Warden jobs are so much more diverse than a typical officer’s or deputy’s. They fill the roles of patrolling, investigating, bringing cases, helping with resource management, etc. They don’t have the same amount of help that perhaps other members of law enforcement in the community have, so they need to be better at everything to account for it.

The solution is simple—pay them more.
 
Wholeheartedly disagree with the idea of dropping the degree requirement. In talking with most wardens, they think it’s important too. As a group of people on here who care deeply about the resource and hunting, why on earth would we want less-qualified applicants?

Warden jobs are so much more diverse than a typical officer’s or deputy’s. They fill the roles of patrolling, investigating, bringing cases, helping with resource management, etc. They don’t have the same amount of help that perhaps other members of law enforcement in the community have, so they need to be better at everything to account for it.

The solution is simple—pay them more.
Exactly. I also notice that all the people on here with public-sector jobs know when they can retire, almost to the day. I mean, I don;t blame them, but it ain't exactly a selling point to new applicants.

"Young people just don't want to work anymore" says 55yo guy working for the state knowing he can retire with full benefits in 1747days.
 
Exactly. I also notice that all the people on here with public-sector jobs know when they can retire, almost to the day. I mean, I don;t blame them, but it ain't exactly a selling point to new applicants.

"Young people just don't want to work anymore" says 55yo guy working for the state knowing he can retire with full benefits in 1747days.
I’ve worked with people I always thought were pretty responsible that also waited close to a decade before they even thought about investing into a differed comp system. They just kinda thought the state retirement system would be more than enough I guess?
 
Exactly. I also notice that all the people on here with public-sector jobs know when they can retire, almost to the day. I mean, I don;t blame them, but it ain't exactly a selling point to new applicants.

"Young people just don't want to work anymore" says 55yo guy working for the state knowing he can retire with full benefits in 1747days.
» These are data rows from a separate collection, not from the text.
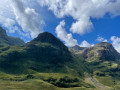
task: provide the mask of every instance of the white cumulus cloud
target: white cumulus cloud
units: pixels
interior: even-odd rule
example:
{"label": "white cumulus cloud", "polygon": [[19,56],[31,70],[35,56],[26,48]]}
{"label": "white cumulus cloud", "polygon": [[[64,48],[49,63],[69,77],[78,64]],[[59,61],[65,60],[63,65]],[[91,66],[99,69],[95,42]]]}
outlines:
{"label": "white cumulus cloud", "polygon": [[91,18],[102,18],[105,14],[120,15],[120,0],[38,0],[41,6],[47,6],[54,14],[62,18],[72,16],[70,31],[80,35],[91,31]]}
{"label": "white cumulus cloud", "polygon": [[60,24],[56,27],[56,34],[57,37],[60,38],[65,42],[65,45],[67,46],[75,46],[78,45],[77,40],[73,39],[73,36],[71,33],[67,33],[64,29],[65,21],[61,21]]}
{"label": "white cumulus cloud", "polygon": [[120,38],[116,36],[112,36],[111,39],[113,46],[120,53]]}
{"label": "white cumulus cloud", "polygon": [[40,16],[35,9],[25,7],[20,0],[12,0],[11,4],[16,20],[24,32],[30,32],[32,38],[43,32],[41,28],[41,24],[43,23],[39,21]]}
{"label": "white cumulus cloud", "polygon": [[98,42],[108,42],[108,40],[103,38],[102,36],[98,36],[96,41],[98,41]]}

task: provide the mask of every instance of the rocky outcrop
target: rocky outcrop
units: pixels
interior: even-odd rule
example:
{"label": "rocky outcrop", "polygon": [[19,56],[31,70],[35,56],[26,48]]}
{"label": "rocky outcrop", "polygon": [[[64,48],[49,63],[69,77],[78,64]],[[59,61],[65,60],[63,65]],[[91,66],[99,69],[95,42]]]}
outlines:
{"label": "rocky outcrop", "polygon": [[93,47],[86,48],[82,55],[85,59],[92,60],[99,58],[100,60],[117,60],[120,59],[120,54],[114,49],[112,44],[101,42]]}

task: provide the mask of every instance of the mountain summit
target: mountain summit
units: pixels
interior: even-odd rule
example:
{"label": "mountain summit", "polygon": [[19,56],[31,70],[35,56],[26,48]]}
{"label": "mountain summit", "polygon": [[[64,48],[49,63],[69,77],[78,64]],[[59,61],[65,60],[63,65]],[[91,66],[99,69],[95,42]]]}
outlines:
{"label": "mountain summit", "polygon": [[38,37],[33,39],[31,42],[49,43],[52,45],[65,47],[65,45],[58,38],[56,38],[49,32],[40,33]]}
{"label": "mountain summit", "polygon": [[108,42],[101,42],[93,47],[86,48],[82,54],[84,58],[89,60],[93,60],[94,58],[116,60],[120,58],[120,54]]}

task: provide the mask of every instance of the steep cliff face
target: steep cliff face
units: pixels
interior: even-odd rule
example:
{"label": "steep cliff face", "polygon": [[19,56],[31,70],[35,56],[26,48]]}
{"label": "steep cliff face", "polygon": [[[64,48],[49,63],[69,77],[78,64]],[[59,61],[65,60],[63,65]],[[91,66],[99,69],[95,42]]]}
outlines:
{"label": "steep cliff face", "polygon": [[120,59],[120,54],[113,48],[112,44],[101,42],[93,47],[86,48],[82,55],[87,60],[117,60]]}
{"label": "steep cliff face", "polygon": [[79,51],[82,51],[82,50],[84,50],[86,47],[80,47],[80,46],[78,46],[78,45],[75,45],[75,46],[73,46],[73,47],[69,47],[69,51],[70,52],[73,52],[73,53],[77,53],[77,52],[79,52]]}

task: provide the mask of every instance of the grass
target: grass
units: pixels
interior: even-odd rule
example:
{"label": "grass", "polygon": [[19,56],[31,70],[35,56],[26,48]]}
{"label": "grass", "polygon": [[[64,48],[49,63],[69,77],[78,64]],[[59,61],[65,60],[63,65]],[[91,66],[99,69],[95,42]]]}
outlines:
{"label": "grass", "polygon": [[104,77],[96,76],[96,78],[103,85],[110,86],[110,87],[114,87],[116,85],[116,80],[114,80],[111,76],[104,76]]}
{"label": "grass", "polygon": [[35,73],[28,75],[0,74],[0,90],[85,90],[94,86],[79,77],[60,73]]}

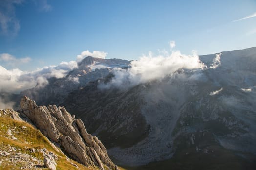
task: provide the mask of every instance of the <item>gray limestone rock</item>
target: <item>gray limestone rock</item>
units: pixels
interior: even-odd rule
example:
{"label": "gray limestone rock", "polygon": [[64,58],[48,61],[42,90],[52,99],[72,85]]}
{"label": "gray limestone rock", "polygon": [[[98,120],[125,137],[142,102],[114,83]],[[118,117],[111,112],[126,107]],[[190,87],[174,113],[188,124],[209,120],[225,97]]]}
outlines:
{"label": "gray limestone rock", "polygon": [[[70,157],[86,166],[97,166],[101,170],[104,170],[104,165],[118,170],[101,142],[88,134],[81,120],[75,119],[65,108],[55,105],[38,106],[35,101],[26,96],[22,98],[20,104],[22,113],[43,134],[59,144]],[[54,164],[47,156],[44,162],[50,169]]]}

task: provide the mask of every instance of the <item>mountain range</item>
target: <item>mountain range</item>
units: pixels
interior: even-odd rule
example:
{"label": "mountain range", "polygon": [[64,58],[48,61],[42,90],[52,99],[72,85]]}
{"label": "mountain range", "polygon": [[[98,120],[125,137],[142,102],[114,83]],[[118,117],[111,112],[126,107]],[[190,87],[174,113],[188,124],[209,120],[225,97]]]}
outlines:
{"label": "mountain range", "polygon": [[64,106],[128,169],[255,169],[256,47],[196,64],[161,64],[167,73],[142,81],[158,70],[88,56],[64,78],[5,95]]}

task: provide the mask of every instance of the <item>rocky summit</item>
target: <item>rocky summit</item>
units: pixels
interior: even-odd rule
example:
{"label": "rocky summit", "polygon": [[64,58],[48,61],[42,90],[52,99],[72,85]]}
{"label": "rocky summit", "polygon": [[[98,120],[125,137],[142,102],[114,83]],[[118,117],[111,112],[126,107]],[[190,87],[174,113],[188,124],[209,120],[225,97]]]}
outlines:
{"label": "rocky summit", "polygon": [[63,151],[78,162],[104,170],[118,170],[97,137],[88,134],[79,119],[75,119],[64,107],[38,106],[34,101],[23,97],[21,113],[27,117],[42,133],[60,145]]}

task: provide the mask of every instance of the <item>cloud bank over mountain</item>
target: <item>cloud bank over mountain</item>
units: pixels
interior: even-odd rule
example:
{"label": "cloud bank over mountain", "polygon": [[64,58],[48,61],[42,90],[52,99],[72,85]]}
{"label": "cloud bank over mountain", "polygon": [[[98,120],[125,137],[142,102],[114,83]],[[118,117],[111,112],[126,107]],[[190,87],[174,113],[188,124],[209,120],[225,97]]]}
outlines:
{"label": "cloud bank over mountain", "polygon": [[[173,48],[175,45],[170,46]],[[130,67],[127,69],[115,68],[114,77],[111,82],[107,85],[100,85],[99,87],[127,88],[153,80],[161,80],[183,69],[201,70],[206,67],[195,54],[183,55],[179,51],[172,51],[171,54],[168,51],[163,53],[154,56],[149,52],[148,55],[132,61]]]}

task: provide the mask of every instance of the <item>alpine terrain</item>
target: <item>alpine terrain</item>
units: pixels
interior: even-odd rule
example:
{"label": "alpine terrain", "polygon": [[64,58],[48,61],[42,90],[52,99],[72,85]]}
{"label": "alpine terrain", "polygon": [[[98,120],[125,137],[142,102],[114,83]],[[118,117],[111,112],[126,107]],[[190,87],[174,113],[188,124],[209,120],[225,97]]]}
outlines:
{"label": "alpine terrain", "polygon": [[[147,61],[88,56],[64,78],[20,96],[75,113],[83,122],[67,121],[78,129],[84,123],[128,169],[255,169],[256,48],[200,56],[194,63],[176,57],[148,71]],[[32,107],[66,112],[49,107]],[[64,136],[55,137],[65,145]],[[103,162],[114,167],[109,161]]]}

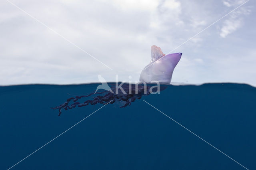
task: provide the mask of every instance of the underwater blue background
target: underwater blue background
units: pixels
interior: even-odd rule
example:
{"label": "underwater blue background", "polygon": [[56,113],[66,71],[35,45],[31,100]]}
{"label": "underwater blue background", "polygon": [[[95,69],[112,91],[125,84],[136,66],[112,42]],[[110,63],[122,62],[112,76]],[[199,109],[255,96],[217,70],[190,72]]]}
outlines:
{"label": "underwater blue background", "polygon": [[[68,93],[87,94],[98,85],[0,87],[0,169],[102,107],[76,107],[59,117],[50,108]],[[170,85],[125,108],[108,105],[12,169],[245,169],[142,99],[256,169],[256,88],[232,83]]]}

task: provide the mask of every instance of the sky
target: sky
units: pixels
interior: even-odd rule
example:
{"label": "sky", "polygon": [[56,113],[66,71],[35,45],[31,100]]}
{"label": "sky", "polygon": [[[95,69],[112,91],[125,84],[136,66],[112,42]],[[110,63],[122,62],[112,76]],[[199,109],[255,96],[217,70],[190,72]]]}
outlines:
{"label": "sky", "polygon": [[187,42],[246,0],[1,1],[0,85],[135,82],[155,45],[172,82],[256,86],[255,1]]}

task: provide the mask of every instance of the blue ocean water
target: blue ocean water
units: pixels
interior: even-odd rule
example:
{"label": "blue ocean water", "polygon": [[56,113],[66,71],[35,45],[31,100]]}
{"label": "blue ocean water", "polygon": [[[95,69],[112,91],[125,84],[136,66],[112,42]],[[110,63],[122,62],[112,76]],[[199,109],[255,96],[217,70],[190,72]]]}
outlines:
{"label": "blue ocean water", "polygon": [[[102,106],[50,108],[97,84],[0,87],[0,169],[7,169]],[[256,88],[170,85],[120,108],[108,105],[11,169],[256,169]]]}

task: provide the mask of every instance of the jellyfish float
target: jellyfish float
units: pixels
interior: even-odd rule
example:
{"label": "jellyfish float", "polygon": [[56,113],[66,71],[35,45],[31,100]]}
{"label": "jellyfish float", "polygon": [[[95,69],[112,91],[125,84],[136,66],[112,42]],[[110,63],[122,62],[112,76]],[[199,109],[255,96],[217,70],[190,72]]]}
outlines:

I'd disagree. Quality of life also means knowing your retirement is going to be taken care of. Public Service jobs are some of the few left that offer pensions for retirees. That's a massive selling point in terms of getting quality professionals to sign up to serve in Gov't. So is the healthcare package. Most folks moving into service, or wanting to, are thinking about those issues as well.

@WanderWoman nailed it in both posts. Reducing requirements means reducing quality. Pay them more. Wages are not competitive any where in state gov't. In MT, as elsewhere, you have appropriators who are more interested in reducing gov't spending at all costs rather than investing wisely in small gov't. The Warden's Union also serves the Highway Patrol troopers & Prison guards as well, IIRC.

When you compare FWP's vacancies to other states or even other agencies within MT, their troubles are not singular.

Legislators need to make these jobs competitive again.